Menurut pria yang akrab disapa Gus Ipul itu, Sekolah Rakyat dirancang untuk memberikan akses pendidikan bagi anak-anak dari keluarga tidak mampu sekaligus memutus rantai kemiskinan antargenerasi.
“Program Sekolah Rakyat adalah upaya untuk memotong rantai kemiskinan. Biasanya anak orang miskin, anak yang miskin. Kita harus berani mengubah. Kita tidak boleh menyerah pada keadaan,” ujarnya.
Dia memaparkan, hingga saat ini Sekolah Rakyat telah berjalan di 166 titik yang tersebar di 34 provinsi dan 131 kabupaten/kota. Total peserta didik mencapai 15.954 siswa, dengan dukungan 2.218 guru dan 4.889 tenaga teknologi.
Sebagian besar siswa berasal dari keluarga dengan kondisi ekonomi sangat memprihatinkan. “Sekitar 60 persen orang tua mereka bekerja sebagai buruh harian, petani, pedagang kecil, dan pekerjaan informal lainnya,” sebutnya.

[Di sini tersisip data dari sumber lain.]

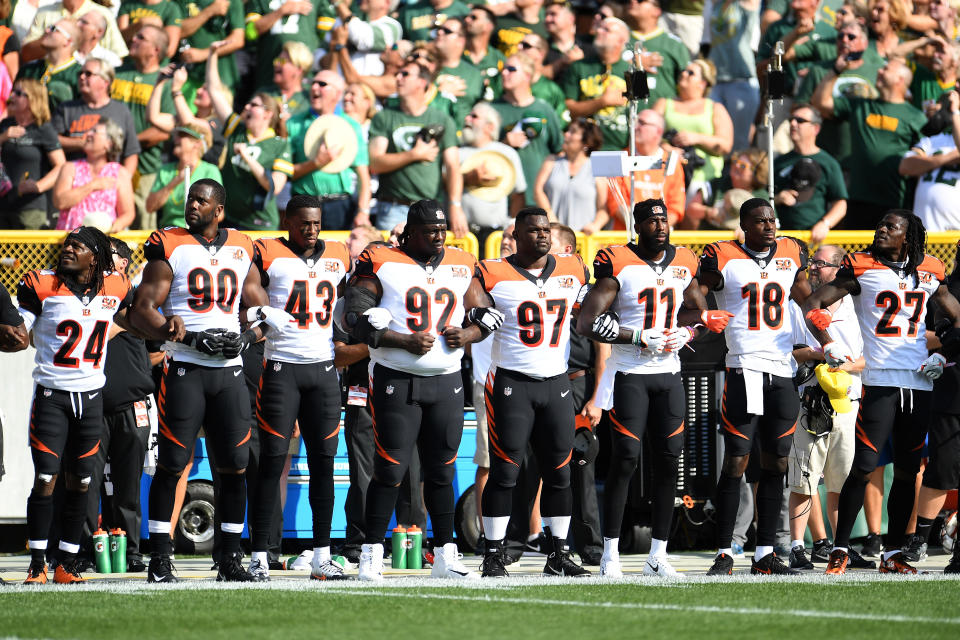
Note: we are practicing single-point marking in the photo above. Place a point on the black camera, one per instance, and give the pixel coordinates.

Sekolah Rakyat dirancang sebagai miniatur pengentasan kemiskinan terpadu sekaligus episentrum berbagai program prioritas Presiden Prabowo Subianto. “Anaknya sekolah, orang tuanya diberdayakan. Anaknya lulus, orang tuanya naik kelas. Ini dua-duanya. Makanya pendekatannya pengentasan kemiskinan,” jelasnya.
Ia menjelaskan bahwa melalui Sekolah Rakyat, berbagai program prioritas pemerintah disinergikan. Mulai dari Program Tiga Juta Rumah, Makan Bergizi Gratis (MBG), Koperasi Desa Merah Putih, Cek Kesehatan Gratis (CKG), hingga bantuan sosial dan pemberdayaan ekonomi. “Rumahnya nanti akan dibantu, orang tuanya jadi anggota Koperasi Desa Merah Putih, dapat bantuan sosial sesuai periode, dapat PBI JKN, dapat makan bergizi dan cek kesehatan,” imbuhnya.
Ia menegaskan, Sekolah Rakyat menjadi salah satu instrumen penting untuk menyiapkan generasi emas Indonesia 2045. “Presiden ingin anak-anak dari keluarga tidak mampu disiapkan secara maksimal agar bisa berkontribusi bagi bangsa ke depan. Kami hanya menerjemahkan dan menjalankan arahan beliau,” pungkasnya.